(translated by Andrea Pavoni for Critical Legal Thinking)
The answer to Nancy, coming from a stupefied Alain Badiou, deserves the greatest attention. First, he reminds, in Libya we didn’t face a popular uprising such as the Egyptian and Tunisian ones. In Libya there is no trace of documents and flags of protest of the same character as those employed in Egypt and Tunisia, and no women are to be found among Libyan rebels. Second, since the last autumn British and French secret services have been organising Gaddafi’s fall; this would explain, third, both the weapons of unknown origin, available to the rebels, as well as the sudden formation of a revolutionary council to replace the Raìs’ government. Fourth: in contrast to the other Arab countries, explicit help requests have been coming from Libya. According to Badiou, the Western objective is evident: “to transform a revolution into a war”, to replace the rebels with weapons (heavy weapons, armoured vehicles, war instructors, blue helmets), so as to allow “the despotism of capital” to “reconquest” the effervescence of the Arab world. If this wasn’t the case, Badiou asks – and we ask our regime too – how could those same Western leaders, friends to Gaddafi, perform such a turnaround?
What, then, is to be done?

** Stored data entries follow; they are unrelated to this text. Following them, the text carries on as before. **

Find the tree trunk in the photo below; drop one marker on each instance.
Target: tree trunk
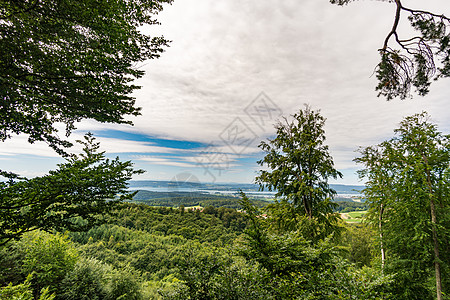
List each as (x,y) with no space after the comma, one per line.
(380,218)
(437,266)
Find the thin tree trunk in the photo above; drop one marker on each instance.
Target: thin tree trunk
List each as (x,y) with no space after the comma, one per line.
(380,218)
(437,266)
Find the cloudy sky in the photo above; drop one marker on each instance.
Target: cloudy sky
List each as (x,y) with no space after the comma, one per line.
(233,68)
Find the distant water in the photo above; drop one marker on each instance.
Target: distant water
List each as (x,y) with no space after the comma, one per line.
(343,191)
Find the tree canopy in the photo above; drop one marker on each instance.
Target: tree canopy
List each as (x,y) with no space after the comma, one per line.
(408,191)
(73,197)
(67,60)
(299,166)
(413,61)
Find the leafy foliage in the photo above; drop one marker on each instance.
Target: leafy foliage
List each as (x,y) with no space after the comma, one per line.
(63,61)
(408,192)
(299,167)
(72,197)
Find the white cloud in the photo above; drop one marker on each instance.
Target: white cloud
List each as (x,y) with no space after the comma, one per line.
(225,53)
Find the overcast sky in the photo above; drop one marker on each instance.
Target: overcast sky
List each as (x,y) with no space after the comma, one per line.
(233,68)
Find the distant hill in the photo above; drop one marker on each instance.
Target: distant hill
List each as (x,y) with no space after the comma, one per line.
(174,186)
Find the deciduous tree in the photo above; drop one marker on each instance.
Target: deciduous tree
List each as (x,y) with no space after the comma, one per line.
(299,166)
(72,197)
(67,60)
(409,194)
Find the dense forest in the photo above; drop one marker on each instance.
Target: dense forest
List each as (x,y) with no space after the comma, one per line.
(79,233)
(144,252)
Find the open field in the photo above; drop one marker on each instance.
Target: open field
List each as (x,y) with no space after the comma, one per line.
(353,216)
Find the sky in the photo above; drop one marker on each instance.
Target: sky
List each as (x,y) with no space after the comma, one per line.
(233,69)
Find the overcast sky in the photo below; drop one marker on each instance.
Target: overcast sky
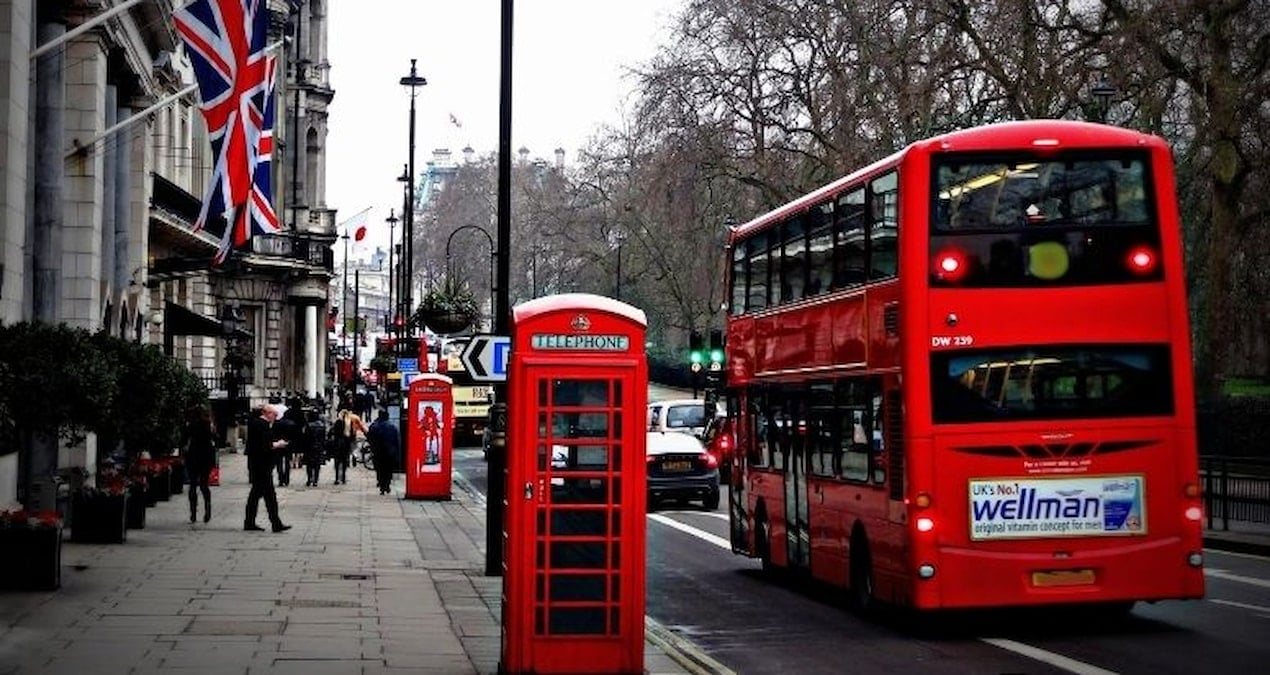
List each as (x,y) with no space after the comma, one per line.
(569,60)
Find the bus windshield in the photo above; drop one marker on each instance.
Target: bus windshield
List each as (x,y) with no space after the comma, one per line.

Even in the case we would be willing to concede – and we are far from being persuaded by it – that the humanitarian motivation would suffice to justify the intervention. As Peter Singer contends recalling the catastrophe of Rwanda, it is still impossible to ignore that the UN resolution does not authorise a military intervention (Singer himself reminds that). From a utilitarian perspective – in his consequentialist version, that is – collateral risks do matter indeed. Wouldn’t it have been better to seek to obtain the desired outcome by resorting to deterrent measures and high-efficacy sanctions, emphasising precisely (and uniquely) the humanitarian reasons for opposing to Gaddafi? In any case, Nancy’s solution is wholly unsatisfying: why wait (for the military intervention to succeed) to prevent (only in the second instance) the sordid material interests from coming back onto the political scene? Doing this, Badiou explains, would equate to bowing to the Western will, repressing the “unexpected and intolerable” (for the Western warlords, that is) character of the Egyptian and Tunisian revolutions, and thus the “political autonomy” and “independence” of the Arab revolutionaries.
Badiou is right: as I wrote in this blog some posts ago, the multipolar world has its own needs. It is simply not enough to remind all that the Western Imperialism of the cold-war and post cold-war era can no longer aspire to dominate the world. The true revolution will come when the West will learn to step back, to accept the difference, to realise that in a globalised world the concept of sovereignty has even more significance. Nancy’s is a logic mistake: it is exactly the world we wish for, the (international) society in which we would wish to live – to use the words written by Singer somewhere else – which calls upon us to revisit the traditional criteria of the interventionist logic. The world in which we would wish to live, today and tomorrow, is not that of Sarkozy and Cameron, but rather one in which the Arab countries, likewise those of Latin America and Asia, will be legitimate to build from a position of independence and equal rights with respect to the Western nations.